The controversy surrounding the frenzied promotion of the drug, Tamiflu (oseltamivir) has exploded in several scientific venues and even in the US and UK media. The controversy may be even more instructive about the systemic issues that undermine the integrity of the drug and vaccine review and analysis process than the Vioxx catastrophe.
This week’s BMJ contains six articles detailing the essential issues involved in the Tamiflu controversy: included are independent critics’ analyses as well as company counterclaims, and two editorials (excerpts below) that critique the current system which not only fails to detect serious adverse effects, the system allows manufacturers to control the trials and conceal the safety data. Physicians and the public are misled with a false sense of security about the safety and effectiveness of patented drugs and vaccines.
The deception is orchestrated by company marketing masquerading as evidence which prominent industry-paid academic physicians promote as "science-based" information.
For example, a much cited favorable analysis by Kaiser et al (2005) was funded by the drug’s manufacturer Roche. The analysis was based entirely on 10 trials funded by Roche: of which only two had been published in peer reviewed journals. All 10 trials were authored by Roche employees and paid academic consultants
The system has provided companies an opportunity to make spectacular profits from the widespread use of defective drugs and vaccines that have caused irreversible harm.

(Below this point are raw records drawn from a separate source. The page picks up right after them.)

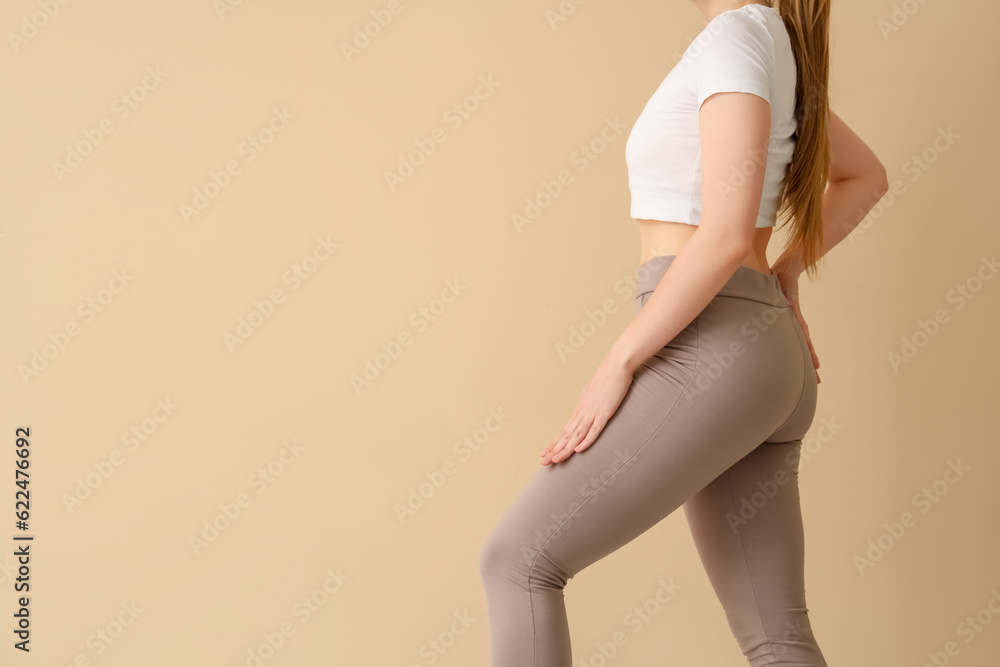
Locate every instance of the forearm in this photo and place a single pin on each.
(845, 204)
(694, 277)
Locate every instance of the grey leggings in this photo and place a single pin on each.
(714, 421)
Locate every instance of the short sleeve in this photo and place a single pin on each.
(738, 56)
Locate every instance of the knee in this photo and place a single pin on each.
(505, 557)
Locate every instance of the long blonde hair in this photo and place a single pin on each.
(808, 25)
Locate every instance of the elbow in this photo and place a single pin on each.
(732, 244)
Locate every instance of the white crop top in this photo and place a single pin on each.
(745, 50)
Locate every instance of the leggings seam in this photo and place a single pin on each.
(531, 568)
(746, 561)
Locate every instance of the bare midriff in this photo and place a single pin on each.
(661, 237)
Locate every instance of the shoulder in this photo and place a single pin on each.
(743, 26)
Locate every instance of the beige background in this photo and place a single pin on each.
(106, 542)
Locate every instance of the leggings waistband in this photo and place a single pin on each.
(745, 283)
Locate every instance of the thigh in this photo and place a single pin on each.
(666, 441)
(747, 527)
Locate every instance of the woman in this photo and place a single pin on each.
(703, 401)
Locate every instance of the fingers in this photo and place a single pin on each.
(563, 448)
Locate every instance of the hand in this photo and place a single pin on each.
(599, 400)
(790, 286)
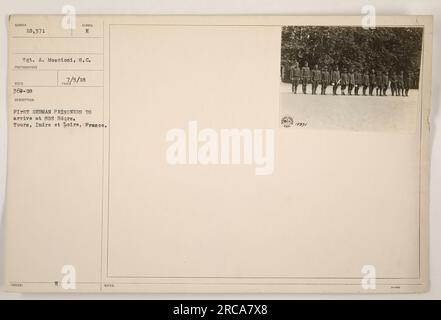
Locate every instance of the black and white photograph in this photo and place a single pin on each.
(350, 78)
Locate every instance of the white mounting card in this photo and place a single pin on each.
(218, 154)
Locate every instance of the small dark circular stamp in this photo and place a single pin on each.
(287, 121)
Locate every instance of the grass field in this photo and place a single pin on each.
(360, 113)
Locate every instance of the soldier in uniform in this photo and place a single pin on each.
(344, 81)
(408, 82)
(372, 82)
(316, 77)
(366, 82)
(394, 84)
(295, 75)
(385, 82)
(358, 80)
(351, 81)
(306, 77)
(335, 80)
(379, 90)
(326, 77)
(401, 83)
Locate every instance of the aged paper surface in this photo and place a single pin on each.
(121, 178)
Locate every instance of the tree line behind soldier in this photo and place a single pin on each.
(354, 79)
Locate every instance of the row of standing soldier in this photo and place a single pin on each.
(352, 80)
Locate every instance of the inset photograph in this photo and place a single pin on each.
(350, 78)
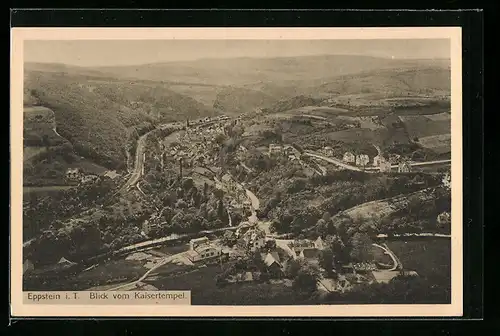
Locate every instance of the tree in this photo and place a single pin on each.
(178, 221)
(307, 278)
(228, 239)
(327, 260)
(361, 247)
(292, 268)
(188, 184)
(181, 204)
(270, 245)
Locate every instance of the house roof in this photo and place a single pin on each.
(310, 253)
(319, 243)
(384, 276)
(199, 240)
(272, 258)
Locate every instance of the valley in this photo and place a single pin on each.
(124, 167)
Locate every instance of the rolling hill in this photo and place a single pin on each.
(245, 70)
(97, 114)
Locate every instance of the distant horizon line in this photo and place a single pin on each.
(240, 57)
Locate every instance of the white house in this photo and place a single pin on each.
(73, 174)
(254, 239)
(204, 252)
(328, 151)
(362, 160)
(349, 157)
(275, 149)
(385, 166)
(377, 159)
(194, 243)
(404, 167)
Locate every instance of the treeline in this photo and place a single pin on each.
(47, 219)
(296, 192)
(400, 290)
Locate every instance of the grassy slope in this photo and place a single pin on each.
(96, 114)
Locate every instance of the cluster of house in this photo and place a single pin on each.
(197, 146)
(202, 249)
(286, 150)
(78, 175)
(363, 160)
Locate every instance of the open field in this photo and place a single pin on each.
(422, 126)
(43, 191)
(31, 151)
(439, 143)
(204, 290)
(429, 257)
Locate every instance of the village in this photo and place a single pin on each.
(250, 255)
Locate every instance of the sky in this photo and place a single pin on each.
(91, 53)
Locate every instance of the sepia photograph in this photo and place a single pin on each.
(238, 169)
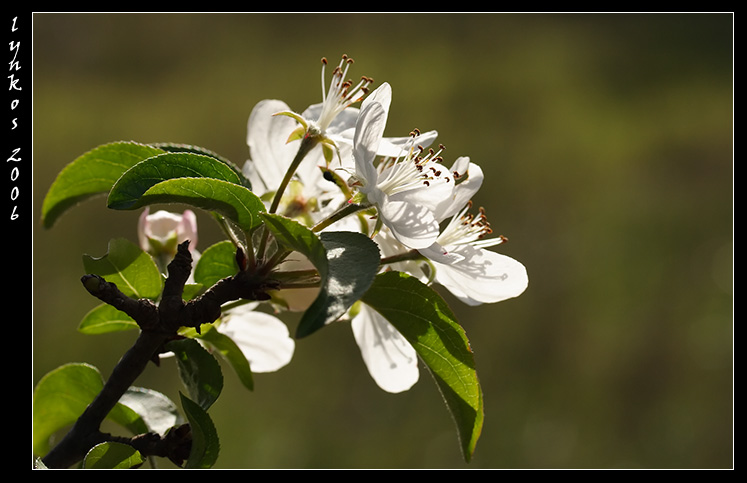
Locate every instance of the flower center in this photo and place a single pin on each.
(467, 228)
(415, 169)
(341, 93)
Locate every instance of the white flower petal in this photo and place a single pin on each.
(390, 359)
(266, 137)
(263, 339)
(413, 225)
(368, 133)
(483, 276)
(464, 191)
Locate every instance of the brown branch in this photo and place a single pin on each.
(158, 325)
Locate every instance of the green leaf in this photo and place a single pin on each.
(93, 173)
(217, 262)
(157, 412)
(137, 180)
(63, 394)
(188, 148)
(346, 261)
(105, 319)
(426, 321)
(60, 398)
(205, 443)
(233, 201)
(199, 371)
(129, 267)
(231, 352)
(352, 263)
(113, 455)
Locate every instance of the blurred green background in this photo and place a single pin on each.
(607, 142)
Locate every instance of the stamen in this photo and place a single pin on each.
(468, 228)
(341, 93)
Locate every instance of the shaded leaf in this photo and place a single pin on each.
(138, 179)
(352, 263)
(205, 443)
(91, 174)
(129, 267)
(346, 261)
(105, 319)
(420, 314)
(112, 455)
(230, 200)
(60, 398)
(199, 371)
(188, 148)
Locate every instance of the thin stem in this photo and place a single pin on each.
(402, 257)
(307, 143)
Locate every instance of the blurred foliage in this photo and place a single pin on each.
(607, 144)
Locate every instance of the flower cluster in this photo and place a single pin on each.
(315, 165)
(423, 223)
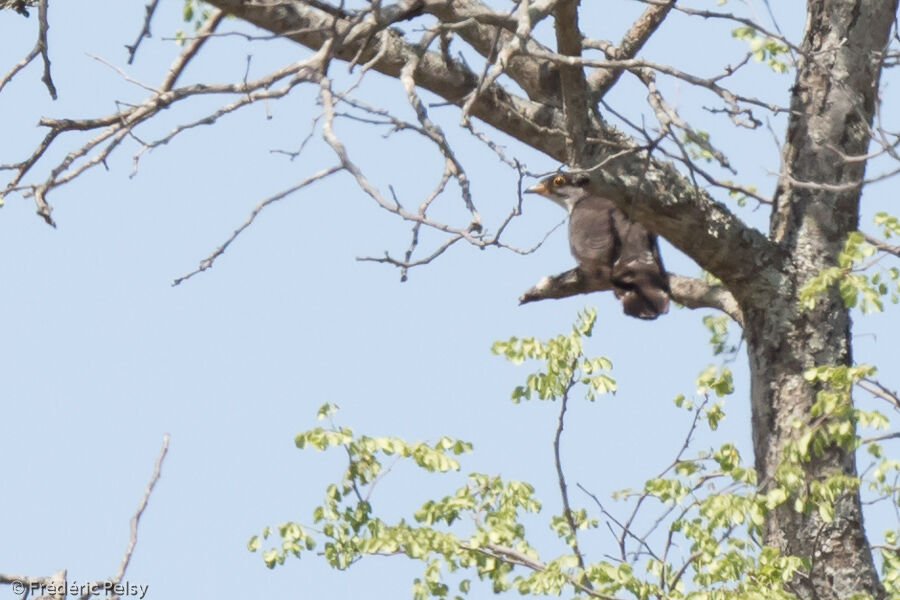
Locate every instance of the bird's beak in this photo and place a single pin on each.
(538, 188)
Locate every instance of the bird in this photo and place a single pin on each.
(610, 249)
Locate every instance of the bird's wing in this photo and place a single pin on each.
(638, 274)
(592, 237)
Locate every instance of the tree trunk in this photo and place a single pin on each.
(816, 207)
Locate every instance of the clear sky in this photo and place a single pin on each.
(100, 356)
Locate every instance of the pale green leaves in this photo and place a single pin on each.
(856, 287)
(564, 363)
(765, 49)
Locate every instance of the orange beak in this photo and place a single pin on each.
(538, 188)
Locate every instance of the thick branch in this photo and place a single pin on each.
(688, 291)
(533, 123)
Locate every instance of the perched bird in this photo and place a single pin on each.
(609, 248)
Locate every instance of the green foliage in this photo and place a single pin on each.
(564, 362)
(195, 13)
(700, 543)
(856, 287)
(718, 334)
(764, 48)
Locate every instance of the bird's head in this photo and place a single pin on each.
(566, 189)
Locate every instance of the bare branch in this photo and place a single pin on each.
(207, 262)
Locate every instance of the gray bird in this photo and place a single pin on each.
(609, 248)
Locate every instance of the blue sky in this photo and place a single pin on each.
(101, 356)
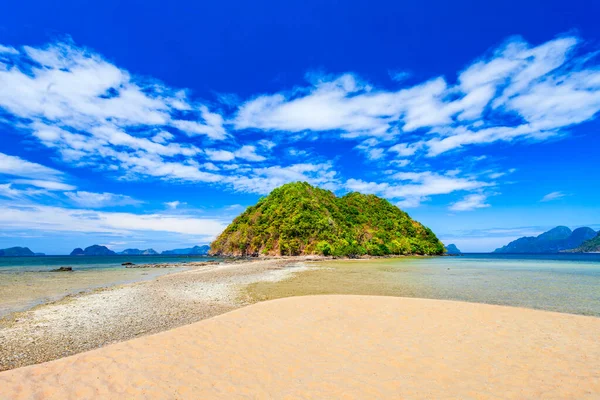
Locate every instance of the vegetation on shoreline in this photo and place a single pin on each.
(297, 219)
(589, 246)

"The current system isn’t working. Worse than that, it gives a false sense of security. The system’s failures have left a legacy of drug evaluations for which, in the absence of better information, we must assume the same levels of confusion and uncertainty as for oseltamivir. The drug industry directly or indirectly undertakes the majority of all drug evaluations, so most of the evidence used to support drug policy and treatment remains shrouded in secrecy. In only a minority of cases will the data have been subject to full independent analysis and interpretation. In many if not most cases, the only people who have seen the entire dataset are company employees."
See: Editorial, Why don’t we have all the evidence on oseltamivir?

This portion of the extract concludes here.